Début 1941, à la demande de Paul Froment, il reprend cette activité clandestine. Lors de rendez-vous organisés en soirée par l’ex-maire-adjoint, qui apporte le matériel, il est mis en équipe avec un autre militant, Henri B., 51 ans, et ils vont à deux coller des affichettes et des papillons, ou diffuser des tracts. À quelques occasions, les deux hommes sont rejoints dans cette tâche par Victor Ruiz, 23 ans (qui sera fusillé comme otage à Nantes le 23 avril 1942).

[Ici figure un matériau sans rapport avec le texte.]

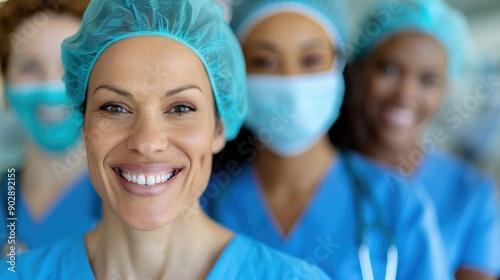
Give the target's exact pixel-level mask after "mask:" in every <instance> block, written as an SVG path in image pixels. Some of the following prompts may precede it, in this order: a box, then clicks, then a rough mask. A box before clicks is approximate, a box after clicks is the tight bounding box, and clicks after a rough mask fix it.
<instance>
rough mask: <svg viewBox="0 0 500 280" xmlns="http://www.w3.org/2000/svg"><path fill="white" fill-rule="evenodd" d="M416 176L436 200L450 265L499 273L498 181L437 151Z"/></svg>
mask: <svg viewBox="0 0 500 280" xmlns="http://www.w3.org/2000/svg"><path fill="white" fill-rule="evenodd" d="M413 179H415V180H420V182H421V183H422V184H423V185H424V187H425V188H426V190H427V192H428V193H429V196H430V197H431V199H432V200H433V202H434V205H435V208H436V211H437V216H438V221H439V224H440V229H441V234H442V236H443V237H442V239H443V241H444V245H445V248H446V250H447V253H448V255H449V258H450V262H451V267H452V269H453V270H456V269H457V268H459V267H468V268H474V269H477V270H480V271H483V272H485V273H489V274H493V275H498V276H500V205H499V196H498V192H497V190H496V187H495V182H494V180H493V179H492V178H489V177H487V176H485V175H484V174H482V173H481V172H479V171H478V170H476V169H475V168H473V167H472V166H471V165H469V164H467V163H465V162H463V161H462V160H460V159H458V158H455V157H453V156H451V155H448V154H445V153H443V152H440V151H436V152H434V153H432V154H429V155H428V156H427V157H426V158H425V161H424V162H423V164H422V165H421V167H420V168H419V169H418V170H417V171H416V173H415V174H414V176H413Z"/></svg>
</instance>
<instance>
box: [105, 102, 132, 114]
mask: <svg viewBox="0 0 500 280" xmlns="http://www.w3.org/2000/svg"><path fill="white" fill-rule="evenodd" d="M100 109H101V110H104V111H107V112H110V113H113V114H122V113H129V111H127V110H125V109H124V108H123V107H122V106H120V105H116V104H108V105H104V106H102V107H101V108H100Z"/></svg>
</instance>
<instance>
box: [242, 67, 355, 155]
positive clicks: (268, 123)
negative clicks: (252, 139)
mask: <svg viewBox="0 0 500 280" xmlns="http://www.w3.org/2000/svg"><path fill="white" fill-rule="evenodd" d="M344 90H345V84H344V79H343V77H342V74H341V73H340V72H339V71H335V70H332V71H328V72H324V73H320V74H309V75H301V76H289V77H287V76H265V75H249V76H248V94H249V112H248V115H247V118H246V121H245V125H246V126H247V128H248V129H249V130H250V131H251V132H252V133H253V134H254V135H255V136H256V137H257V138H258V139H259V141H260V142H261V143H263V144H264V145H266V147H267V149H269V150H270V151H272V152H273V153H275V154H277V155H279V156H282V157H294V156H298V155H300V154H302V153H304V152H306V151H307V150H309V149H310V148H311V147H312V146H314V145H315V144H316V143H317V142H318V141H319V140H320V139H321V138H322V137H323V136H324V135H325V134H326V133H327V132H328V130H329V129H330V127H331V126H332V125H333V124H334V123H335V121H336V120H337V118H338V116H339V113H340V107H341V105H342V101H343V99H344Z"/></svg>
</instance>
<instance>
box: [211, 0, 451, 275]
mask: <svg viewBox="0 0 500 280" xmlns="http://www.w3.org/2000/svg"><path fill="white" fill-rule="evenodd" d="M345 5H346V2H345V1H341V0H340V1H339V0H337V1H335V0H243V1H239V4H238V5H235V6H234V9H233V19H232V21H231V26H232V28H233V30H234V31H235V33H236V35H237V36H238V39H239V40H240V43H241V45H242V46H243V52H244V55H245V59H246V62H247V75H248V89H249V101H250V102H249V108H250V109H249V114H248V116H247V118H246V119H245V126H246V127H247V128H248V129H249V130H250V131H251V133H252V135H250V136H249V135H248V134H247V135H245V134H242V135H241V137H240V138H239V139H238V141H236V142H235V143H233V144H232V147H234V149H231V148H229V149H227V150H225V151H224V152H223V153H224V155H225V156H226V157H227V158H229V160H228V161H227V162H221V163H219V164H218V168H219V169H218V170H216V171H215V173H214V176H213V180H212V181H211V182H210V184H209V187H208V188H207V191H206V193H205V194H204V197H203V198H202V199H203V200H202V202H203V203H204V204H205V206H206V209H207V212H208V213H209V214H210V215H211V216H212V217H214V218H215V219H216V220H217V221H220V222H221V223H222V224H223V225H225V226H227V227H228V228H230V229H232V230H234V231H236V232H241V233H243V234H246V235H249V236H250V237H253V238H255V239H256V240H258V241H261V242H263V243H265V244H268V245H270V246H273V247H274V248H277V249H279V250H282V251H283V252H286V253H289V254H291V255H294V256H297V257H300V258H302V259H305V260H307V261H309V262H311V263H313V264H317V265H318V266H320V267H321V268H323V269H324V270H325V271H326V272H327V273H328V274H329V275H330V277H332V278H333V279H361V278H362V277H363V279H371V278H370V277H372V278H373V277H374V278H375V279H384V278H383V277H384V276H385V277H386V278H385V279H395V278H397V279H444V277H445V274H444V271H445V268H446V264H445V263H444V257H443V256H444V255H443V254H444V253H443V251H442V248H441V241H440V240H439V235H438V233H437V224H436V223H437V222H436V221H435V217H434V216H433V213H432V211H430V209H429V207H427V205H428V203H429V202H428V200H427V198H426V197H425V196H423V195H421V193H420V191H419V190H416V189H414V188H413V187H412V186H410V185H408V184H406V183H405V182H396V181H395V180H392V179H393V178H392V177H391V176H386V175H385V174H384V173H383V172H382V170H381V169H380V168H378V166H376V165H374V164H372V163H371V162H369V161H367V160H366V159H365V158H364V157H362V156H360V155H359V154H355V153H349V152H346V153H344V152H342V151H340V150H338V149H337V148H336V147H335V146H334V145H332V143H331V142H330V141H329V138H328V130H329V129H330V128H331V126H332V125H333V124H334V122H335V121H336V119H337V117H338V114H339V110H340V105H341V104H342V99H343V95H344V80H343V76H342V72H343V70H344V66H345V51H346V35H345V24H344V15H345V14H346V10H345ZM340 133H342V132H340ZM252 143H256V144H255V145H252ZM238 154H239V155H240V157H243V161H241V162H239V164H238V163H236V161H234V159H236V158H237V157H238ZM227 169H229V170H232V171H233V172H232V173H233V174H234V177H230V178H229V179H227V180H226V182H227V184H225V183H224V182H222V184H219V183H221V180H219V179H220V178H219V175H220V174H223V173H219V171H220V172H226V170H227ZM207 201H208V203H207Z"/></svg>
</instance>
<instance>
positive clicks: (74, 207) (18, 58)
mask: <svg viewBox="0 0 500 280" xmlns="http://www.w3.org/2000/svg"><path fill="white" fill-rule="evenodd" d="M86 3H87V2H86V1H70V2H68V3H67V4H59V3H58V2H55V1H38V0H11V1H7V2H5V3H4V5H3V6H2V7H1V9H0V28H1V32H0V61H1V62H2V65H1V70H2V74H3V76H4V78H5V79H4V81H5V95H6V99H7V103H8V106H9V110H12V111H13V113H14V114H15V115H16V116H17V119H18V121H19V123H20V127H16V128H15V129H18V130H22V131H23V134H24V135H25V139H26V141H25V142H26V144H25V157H24V161H23V165H22V168H21V169H15V170H14V169H9V170H1V173H2V174H3V175H2V178H1V180H0V181H1V186H2V188H1V189H2V192H1V193H0V198H1V202H0V205H1V209H0V219H1V220H5V221H6V220H7V218H17V221H16V224H15V227H6V226H2V227H0V244H1V247H2V255H4V254H12V249H11V245H13V244H12V243H11V242H12V238H11V237H12V236H15V241H16V245H17V246H16V248H15V249H16V251H23V250H26V249H32V248H34V247H38V246H40V245H43V244H47V243H52V242H54V241H56V240H58V239H60V238H62V237H66V236H69V235H74V234H78V233H82V232H85V231H87V230H89V229H91V228H92V226H93V225H95V224H96V223H97V222H98V220H99V219H100V212H101V202H100V199H99V197H98V196H97V194H96V193H95V191H94V190H93V188H92V185H91V182H90V179H89V177H88V174H87V171H86V161H85V152H84V149H83V147H82V145H79V143H80V139H81V137H80V131H79V129H78V127H79V126H80V125H81V121H80V118H79V117H78V116H77V115H76V114H74V113H72V111H73V108H72V107H71V105H70V103H69V98H68V96H67V95H66V89H65V86H64V84H63V82H62V80H61V78H62V76H63V69H62V63H61V57H60V56H61V43H62V42H63V40H64V39H65V38H66V37H69V36H71V35H73V34H74V33H76V31H77V30H78V27H79V26H80V23H81V17H82V14H83V11H84V10H85V7H86ZM12 133H14V131H12ZM12 167H13V166H12ZM8 187H14V188H15V190H12V189H9V188H8ZM13 203H15V204H13ZM7 205H9V206H13V208H12V209H9V208H8V206H7Z"/></svg>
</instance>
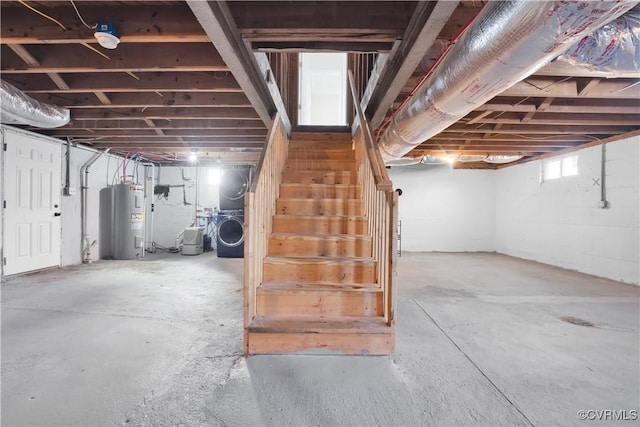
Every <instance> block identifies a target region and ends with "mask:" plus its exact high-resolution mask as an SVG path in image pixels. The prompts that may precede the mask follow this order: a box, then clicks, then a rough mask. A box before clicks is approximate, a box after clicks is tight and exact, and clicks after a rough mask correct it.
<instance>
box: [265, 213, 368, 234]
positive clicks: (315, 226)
mask: <svg viewBox="0 0 640 427" xmlns="http://www.w3.org/2000/svg"><path fill="white" fill-rule="evenodd" d="M368 224H369V223H368V220H367V218H365V217H362V216H319V215H274V216H273V226H272V230H273V232H274V233H301V234H313V233H317V234H365V233H367V228H368Z"/></svg>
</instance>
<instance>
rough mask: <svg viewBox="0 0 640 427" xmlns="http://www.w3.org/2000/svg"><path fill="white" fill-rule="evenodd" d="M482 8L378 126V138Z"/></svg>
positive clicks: (430, 73)
mask: <svg viewBox="0 0 640 427" xmlns="http://www.w3.org/2000/svg"><path fill="white" fill-rule="evenodd" d="M482 9H484V7H481V8H480V9H479V10H478V11H477V12H476V13H475V15H473V17H472V18H471V19H470V20H469V22H467V23H466V24H465V26H464V27H462V28H461V29H460V31H459V32H458V34H456V35H455V36H454V37H453V38H452V39H451V41H450V42H449V44H447V47H445V49H444V50H443V51H442V52H441V53H440V55H438V57H437V58H436V60H435V61H433V64H431V66H430V67H429V69H428V70H427V72H426V73H425V74H424V76H422V78H421V79H420V80H419V81H418V83H416V85H415V86H414V88H413V89H412V90H411V92H410V93H409V95H408V96H407V97H406V98H405V100H404V101H403V102H402V104H400V106H399V107H398V108H397V109H396V110H395V111H394V112H393V114H391V116H390V117H389V118H388V119H387V120H385V122H384V123H383V124H382V125H381V126H380V127H379V128H378V130H377V131H376V140H379V139H380V135H381V134H382V132H383V131H384V130H385V128H386V127H387V126H389V124H390V123H391V121H392V120H393V118H394V117H395V116H396V114H397V113H398V111H400V110H401V109H402V107H404V106H405V105H406V103H407V102H409V99H410V98H411V97H412V96H413V95H414V94H415V93H416V92H417V91H418V88H419V87H420V86H421V85H422V83H424V81H425V80H427V78H428V77H429V76H430V75H431V73H432V72H433V70H434V69H435V67H436V65H438V64H439V63H440V62H441V61H442V59H443V58H444V56H445V55H446V54H447V52H449V49H451V47H452V46H453V45H454V44H456V42H457V41H458V39H459V38H460V37H461V36H462V34H464V32H465V31H466V30H467V28H469V27H470V26H471V24H472V23H473V22H474V21H475V20H476V18H477V17H478V15H479V14H480V12H481V11H482Z"/></svg>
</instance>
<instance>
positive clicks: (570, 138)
mask: <svg viewBox="0 0 640 427" xmlns="http://www.w3.org/2000/svg"><path fill="white" fill-rule="evenodd" d="M524 136H525V137H523V136H522V135H509V134H507V135H505V134H495V135H493V136H492V137H489V138H484V134H481V133H480V134H479V133H462V134H451V133H443V134H440V135H437V136H435V137H433V138H431V139H430V140H429V141H436V142H437V143H442V142H450V143H454V142H455V143H457V144H459V143H460V142H461V141H465V140H477V141H487V143H488V142H491V143H493V144H510V143H512V142H522V143H523V144H533V145H545V144H549V145H553V144H561V145H562V144H569V143H574V142H579V141H584V140H585V139H586V138H585V137H584V136H582V135H524ZM483 143H484V142H483Z"/></svg>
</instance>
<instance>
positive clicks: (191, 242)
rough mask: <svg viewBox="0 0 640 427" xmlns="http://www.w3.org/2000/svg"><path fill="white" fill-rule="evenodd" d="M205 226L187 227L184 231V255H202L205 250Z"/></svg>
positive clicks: (182, 254) (182, 237) (185, 228)
mask: <svg viewBox="0 0 640 427" xmlns="http://www.w3.org/2000/svg"><path fill="white" fill-rule="evenodd" d="M203 243H204V227H187V228H185V229H184V231H183V233H182V255H200V254H201V253H202V252H203V251H204V246H203Z"/></svg>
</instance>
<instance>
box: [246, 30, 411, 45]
mask: <svg viewBox="0 0 640 427" xmlns="http://www.w3.org/2000/svg"><path fill="white" fill-rule="evenodd" d="M240 33H241V34H242V37H243V38H245V39H247V40H249V41H250V42H252V43H256V42H288V41H292V40H295V41H297V42H318V41H323V42H342V43H349V42H355V41H359V42H369V43H393V42H394V41H395V40H397V39H399V38H400V37H401V36H402V31H401V30H399V29H377V28H243V29H242V30H241V31H240Z"/></svg>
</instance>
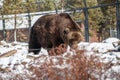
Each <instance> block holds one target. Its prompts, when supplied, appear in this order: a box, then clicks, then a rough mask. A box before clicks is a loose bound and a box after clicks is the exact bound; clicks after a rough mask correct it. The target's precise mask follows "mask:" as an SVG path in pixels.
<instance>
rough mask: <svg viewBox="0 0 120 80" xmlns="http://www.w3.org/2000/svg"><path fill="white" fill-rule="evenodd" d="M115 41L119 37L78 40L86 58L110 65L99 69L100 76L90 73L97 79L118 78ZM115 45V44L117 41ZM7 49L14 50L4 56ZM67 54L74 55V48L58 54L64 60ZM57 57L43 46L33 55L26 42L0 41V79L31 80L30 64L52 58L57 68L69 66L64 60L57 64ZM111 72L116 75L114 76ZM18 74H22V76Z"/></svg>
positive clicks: (117, 55) (8, 49)
mask: <svg viewBox="0 0 120 80" xmlns="http://www.w3.org/2000/svg"><path fill="white" fill-rule="evenodd" d="M117 41H119V39H116V38H108V39H106V40H104V41H103V42H101V43H97V42H92V43H88V42H80V43H79V44H78V49H79V50H85V56H87V58H89V57H90V56H93V55H94V56H96V57H98V58H97V60H98V61H100V62H102V63H106V64H108V63H109V65H111V66H110V68H108V69H106V71H105V70H103V71H101V72H102V74H101V76H97V75H98V74H97V73H96V74H95V73H91V74H93V75H94V76H95V77H96V78H97V79H98V80H120V51H117V49H118V46H117V47H114V46H113V42H117ZM115 45H117V43H116V44H115ZM9 51H13V52H14V51H16V52H15V53H13V54H11V55H7V56H4V54H5V53H7V52H8V53H9ZM68 54H69V55H71V56H72V55H75V54H76V53H75V51H74V50H73V51H72V50H70V48H69V47H68V49H67V52H65V53H64V54H62V55H60V56H62V58H63V59H64V61H65V60H67V55H68ZM41 56H42V57H41ZM56 57H57V58H56ZM58 57H59V55H57V56H49V55H48V52H47V50H45V49H43V48H42V50H41V51H40V53H39V54H38V55H34V54H33V53H29V54H28V44H27V43H20V42H13V43H6V42H5V41H1V43H0V80H21V79H22V80H23V79H26V80H32V78H33V79H34V77H35V75H34V74H33V72H31V71H30V70H28V68H29V67H30V65H32V66H34V67H39V66H42V64H43V63H44V62H50V59H52V61H53V62H54V63H55V64H56V67H57V68H61V69H65V68H68V67H69V68H70V64H67V63H65V62H63V64H62V65H58V63H57V62H58ZM38 58H39V59H38ZM36 59H37V60H36ZM35 64H39V65H35ZM96 67H97V66H96ZM18 74H19V75H18ZM25 74H29V76H30V75H31V76H32V78H31V79H30V77H26V76H25ZM113 74H114V75H117V76H114V75H113ZM20 75H22V77H21V76H20ZM111 78H112V79H111ZM36 80H38V79H36ZM43 80H44V79H43ZM49 80H52V79H49ZM71 80H73V79H71Z"/></svg>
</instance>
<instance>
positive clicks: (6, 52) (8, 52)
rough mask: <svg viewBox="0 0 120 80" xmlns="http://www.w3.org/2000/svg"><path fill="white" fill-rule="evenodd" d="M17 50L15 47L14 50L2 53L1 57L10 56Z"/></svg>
mask: <svg viewBox="0 0 120 80" xmlns="http://www.w3.org/2000/svg"><path fill="white" fill-rule="evenodd" d="M16 52H17V50H15V49H14V50H11V51H8V52H6V53H4V54H2V55H0V58H4V57H9V56H11V55H13V54H15V53H16Z"/></svg>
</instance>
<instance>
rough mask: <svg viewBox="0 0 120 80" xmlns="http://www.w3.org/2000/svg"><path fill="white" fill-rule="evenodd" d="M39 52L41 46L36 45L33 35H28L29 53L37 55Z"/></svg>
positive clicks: (34, 36) (34, 38)
mask: <svg viewBox="0 0 120 80" xmlns="http://www.w3.org/2000/svg"><path fill="white" fill-rule="evenodd" d="M40 50H41V46H40V44H39V43H38V41H37V39H36V37H35V35H34V33H33V34H31V35H30V39H29V52H33V53H34V54H38V53H39V51H40Z"/></svg>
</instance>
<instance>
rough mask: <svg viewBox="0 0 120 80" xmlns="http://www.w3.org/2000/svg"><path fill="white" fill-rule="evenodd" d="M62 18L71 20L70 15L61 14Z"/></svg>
mask: <svg viewBox="0 0 120 80" xmlns="http://www.w3.org/2000/svg"><path fill="white" fill-rule="evenodd" d="M60 16H61V17H65V18H71V17H70V15H69V14H67V13H61V14H60Z"/></svg>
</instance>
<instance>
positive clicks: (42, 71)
mask: <svg viewBox="0 0 120 80" xmlns="http://www.w3.org/2000/svg"><path fill="white" fill-rule="evenodd" d="M65 51H66V47H65V46H63V45H61V46H60V47H59V48H55V49H53V50H51V51H50V53H49V54H50V55H52V56H44V55H42V56H39V57H37V58H35V59H34V60H33V61H32V62H30V63H27V64H26V63H25V64H21V65H22V66H23V67H24V68H23V69H22V73H19V74H16V73H14V71H15V70H16V69H14V70H13V71H12V72H8V74H9V75H12V77H9V79H12V80H16V79H17V80H25V79H29V80H105V79H107V78H108V75H104V73H105V72H106V71H107V70H108V69H110V68H111V66H113V64H111V63H110V62H109V63H107V64H104V63H102V62H100V60H99V58H98V57H96V56H91V57H89V58H88V57H86V56H85V52H86V51H85V50H77V49H76V50H74V51H73V52H72V51H71V52H72V53H73V54H72V55H71V53H69V52H68V53H67V54H66V55H63V54H60V53H64V52H65ZM18 66H19V65H16V67H18ZM4 73H5V72H4ZM13 75H14V76H13ZM111 75H112V76H111V78H114V77H117V78H120V74H119V73H115V72H113V73H111ZM0 80H3V79H2V78H0Z"/></svg>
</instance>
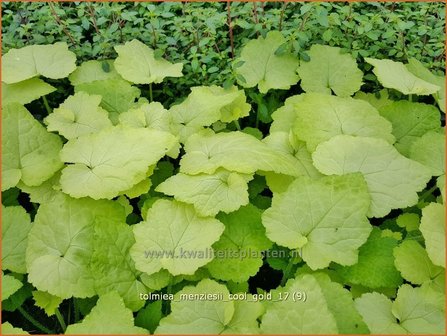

Informés de cette recrudescence de propagande communiste à Vitry-sur-Seine, quatre inspecteurs de la brigade spéciale des Renseignements généraux sont envoyés en mission afin d’en découvrir les responsables. « Au cours de nombreuses enquêtes et surveillances » (expression policière convenue), ils acquièrent la certitude que Paul Froment et un autre homme dirigent localement cette activité. Le 28 mars 1941 (?), les policiers les interpellent tous deux à leurs domiciles respectifs. Paul Froment reconnaît « sans difficulté » diriger un groupe de trois autres militants clandestins et remet « spontanément » aux inspecteurs un certain nombre de tracts, brochures et affichettes prêts à être diffusés. Les deux hommes sont ensuite conduits dans les locaux de la B.S. à la préfecture de police (l’autre individu, Émile B., trouvé en possession un revolver, sera mis à disposition de l’armée d’occupation, son affaire étant disjointe). Lors de son premier interrogatoire, Paul Froment [2] ne lâche qu’un prénom.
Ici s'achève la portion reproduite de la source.